Hello,
I used the PRSice-2 tool and found it very useful. However, I'm encountering some issues in the results that I don't fully understand. Could you please help me with this?
My code is this;
#!/bin/bash
# Load R module
module purge
module load lang/R/4.2.2-foss-2022b
# Optional: Load any other dependencies if needed
# module load plink
# Define paths (update with your actual paths)
PRSICE_R="PRSice.R"
PRSICE_BIN="PRSice_linux" # Use the correct binary for your system
BASE_FILE="02_NFL_4PRS_nameChange.txt"
TARGET_PREFIX="424_bfiles" # PLINK files: target_genotypes.bed/bim/fam
PHENO_FILE="pheno.txt"
PHENO_COL="Z_score"
OUT_PREFIX="/PRS_test_NFL"
# Run PRSice-2
Rscript $PRSICE_R \
--prsice $PRSICE_BIN \
--base $BASE_FILE \
--target $TARGET_PREFIX \
--snp SNP \
--chr CHR \
--bp BP \
--A1 A1 \
--A2 A2 \
--pvalue P \
--score sum \
--pheno $PHENO_FILE \
--pheno-col $PHENO_COL \
--stat BETA \
--binary-target F \
--no-full \
--all-score\
--out $OUT_PREFIX
------------------------------------
After performing this code, I got PRS for some of the individuals that were the same.

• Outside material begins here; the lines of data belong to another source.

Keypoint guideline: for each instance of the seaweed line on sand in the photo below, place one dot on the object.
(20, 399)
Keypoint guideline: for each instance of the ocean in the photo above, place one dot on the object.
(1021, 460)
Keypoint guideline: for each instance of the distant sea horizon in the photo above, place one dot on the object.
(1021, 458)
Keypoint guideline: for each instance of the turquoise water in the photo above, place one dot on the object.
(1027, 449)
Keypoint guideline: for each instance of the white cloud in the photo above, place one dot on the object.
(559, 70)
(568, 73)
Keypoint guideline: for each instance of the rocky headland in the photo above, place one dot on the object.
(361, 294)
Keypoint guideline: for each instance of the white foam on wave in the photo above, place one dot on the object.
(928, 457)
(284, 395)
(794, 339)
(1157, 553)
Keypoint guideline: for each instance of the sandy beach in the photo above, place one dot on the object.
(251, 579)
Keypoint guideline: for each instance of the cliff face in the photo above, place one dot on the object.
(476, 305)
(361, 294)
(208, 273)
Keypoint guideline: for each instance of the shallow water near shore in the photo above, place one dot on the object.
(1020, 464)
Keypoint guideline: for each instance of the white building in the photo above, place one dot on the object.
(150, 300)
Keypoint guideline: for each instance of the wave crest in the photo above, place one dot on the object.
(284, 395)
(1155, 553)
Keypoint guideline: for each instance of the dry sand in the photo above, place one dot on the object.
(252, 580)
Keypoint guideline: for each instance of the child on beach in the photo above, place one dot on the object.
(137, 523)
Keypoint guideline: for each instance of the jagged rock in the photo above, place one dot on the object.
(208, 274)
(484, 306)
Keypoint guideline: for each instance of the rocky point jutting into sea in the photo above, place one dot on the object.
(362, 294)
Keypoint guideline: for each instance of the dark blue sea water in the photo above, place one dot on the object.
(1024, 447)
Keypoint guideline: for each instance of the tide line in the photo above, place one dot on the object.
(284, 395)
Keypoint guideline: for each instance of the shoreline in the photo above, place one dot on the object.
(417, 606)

For example;
Total number of participants: 424
153 individuals show 0 PRS
1 individual shows 0.058 PRS
199 individuals show 0.0726 PRS
71 individuals show 0.1452 PRS.
Is it possible for 153, 199, or 71 individuals to have the same PRS value? PRS_test_NFL.summary
Phenotype Set Threshold PRS.R2 Full.R2 Null.R2 Prevalence Coefficient Standard.Error P Num_SNP
- Base 5e-08 0.00140038 0.00140038 0 - -0.531469 0.690866 0.442156 1
The results are a bit unclear to me. If you would like a log file, please let me know.